Post

Working With AI When It's Frustrating: Lessons from a VXLAN Investigation

What a multi-hop PXE failure taught me about managing AI as a troubleshooting partner — not a magic solution.

Working With AI When It's Frustrating: Lessons from a VXLAN Investigation

The moment it clicked wasn’t when we found the bug.

It was twenty minutes later, after we’d narrowed down the misconfigured VNI mapping and I told Copilot: “Run the full investigation again.” Setup, credential pull, device audit, parallel captures across two switches and a Windows PXE server, PXE boot trigger, collect, merge, analyze. The whole sequence. It just… did it. Hands-free. While I grabbed coffee.

That’s the ROI of working AI into a troubleshooting workflow. Not the first time — the tenth time. Not building the thing, but running it again after each change — and again after the next one. That’s where the math works out. But getting there? That part was a slog, and I want to be honest about what it actually looked like.

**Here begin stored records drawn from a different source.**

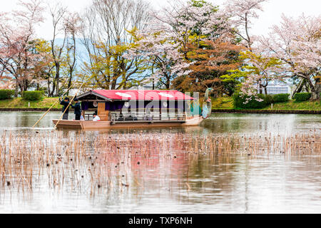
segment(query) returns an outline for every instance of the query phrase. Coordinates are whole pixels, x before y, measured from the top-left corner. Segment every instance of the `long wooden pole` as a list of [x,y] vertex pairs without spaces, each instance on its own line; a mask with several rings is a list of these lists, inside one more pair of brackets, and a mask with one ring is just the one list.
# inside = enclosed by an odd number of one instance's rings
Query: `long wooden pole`
[[65,111],[62,113],[62,115],[61,115],[59,120],[58,120],[57,123],[56,124],[55,128],[57,127],[57,125],[58,125],[58,124],[59,123],[60,120],[61,120],[61,119],[62,119],[63,115],[65,115],[66,111],[69,108],[69,106],[70,106],[70,105],[71,104],[71,102],[73,102],[73,99],[75,99],[76,96],[77,95],[78,92],[81,89],[81,88],[83,86],[83,85],[84,85],[86,82],[87,82],[87,81],[84,81],[84,82],[81,84],[81,87],[79,87],[79,88],[78,89],[77,92],[76,92],[75,95],[74,95],[73,98],[71,99],[71,100],[69,102],[69,104],[68,105],[67,108],[65,109]]
[[[63,94],[62,95],[62,96],[63,96],[68,91],[69,91],[69,90],[71,88],[71,87],[72,87],[73,86],[71,86],[68,88],[68,90],[65,92],[65,93],[63,93]],[[38,123],[39,123],[40,122],[40,120],[42,120],[42,118],[44,118],[44,117],[45,117],[45,115],[47,115],[48,114],[48,113],[49,113],[49,111],[51,110],[51,109],[54,106],[54,105],[56,105],[56,104],[58,103],[58,101],[59,100],[57,100],[52,105],[51,105],[51,107],[50,107],[49,108],[49,109],[41,116],[41,118],[34,124],[34,125],[33,125],[32,126],[32,128],[34,128],[37,124],[38,124]]]

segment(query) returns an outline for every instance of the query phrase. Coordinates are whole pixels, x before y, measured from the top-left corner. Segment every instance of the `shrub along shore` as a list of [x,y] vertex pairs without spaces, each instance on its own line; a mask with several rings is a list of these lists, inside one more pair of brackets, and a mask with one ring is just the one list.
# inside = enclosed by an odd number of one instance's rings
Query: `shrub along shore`
[[[44,111],[55,103],[52,110],[61,110],[61,105],[57,102],[58,98],[45,98],[40,91],[24,93],[22,98],[13,98],[12,95],[12,90],[0,90],[0,110]],[[212,109],[220,113],[321,114],[321,100],[310,100],[310,93],[297,93],[295,100],[289,100],[289,94],[259,95],[258,101],[235,94],[233,97],[212,99]]]

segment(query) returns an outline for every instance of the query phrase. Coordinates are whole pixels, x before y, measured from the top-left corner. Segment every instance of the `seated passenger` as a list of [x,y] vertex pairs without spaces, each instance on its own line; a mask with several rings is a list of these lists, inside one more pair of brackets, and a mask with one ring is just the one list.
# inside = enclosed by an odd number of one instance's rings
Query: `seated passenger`
[[93,113],[93,121],[100,121],[101,118],[98,116],[97,113]]

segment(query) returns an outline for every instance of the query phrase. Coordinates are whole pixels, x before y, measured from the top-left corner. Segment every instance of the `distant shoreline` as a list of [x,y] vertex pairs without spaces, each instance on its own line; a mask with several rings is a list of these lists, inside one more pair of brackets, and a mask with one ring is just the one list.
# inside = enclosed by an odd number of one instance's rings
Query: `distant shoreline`
[[316,110],[269,110],[269,109],[213,109],[212,113],[253,113],[253,114],[321,114]]
[[[0,108],[0,111],[29,111],[46,112],[48,108]],[[51,111],[61,111],[61,108],[51,108]],[[253,113],[253,114],[321,114],[321,110],[245,110],[245,109],[213,109],[213,113]]]

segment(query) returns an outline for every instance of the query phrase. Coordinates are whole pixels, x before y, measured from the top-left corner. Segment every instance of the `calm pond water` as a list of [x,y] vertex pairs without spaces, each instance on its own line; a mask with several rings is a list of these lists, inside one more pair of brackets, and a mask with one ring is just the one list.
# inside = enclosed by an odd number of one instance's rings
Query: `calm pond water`
[[[31,129],[42,114],[0,112],[0,213],[321,212],[320,115],[220,113],[198,127],[83,132],[54,130],[53,112]],[[250,156],[186,145],[233,135],[319,141],[292,153],[257,152],[253,142]]]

What We Were Investigating

PXE boot failure in a VXLAN leaf-spine fabric. A target node was sitting at a PXE ROM prompt with no DHCP offer. All the usual suspects looked clean — tunnels up, DHCP scope healthy, leaf port allocated. Somewhere in the overlay, the BOOTP traffic was getting lost.

The diagnosis required simultaneous packet captures at multiple points: the ingress leaf, the uplink toward the PXE server, and the Windows PXE server itself. Plus a fabric state audit — VNI mappings, VTEP peer state, MAC table — so you have a before-picture before anything fires.

You can’t do this manually in any coherent way. You can’t start three captures, run to the server and reboot it, and expect correlated timestamps. You need orchestration, and orchestration means scripting. I had Copilot — Claude Opus 4.7 via GitHub Copilot — help me build it.


The Build Phase: More Failures Than You’d Expect

Here’s the honest version: it took longer than it should have.

Not because Copilot can’t write Python. It can. It autocompletes Paramiko sessions and concurrent.futures scaffolding faster than I type. The problem was multi-step orchestration — getting it to think in terms of a workflow rather than a function. “Start all three captures in parallel, then trigger the boot, then wait, then collect, then merge” requires holding a lot of state across steps, and early on, Copilot kept wanting to flatten it. Credentials mid-function. Hardcoded paths. Race conditions it didn’t flag.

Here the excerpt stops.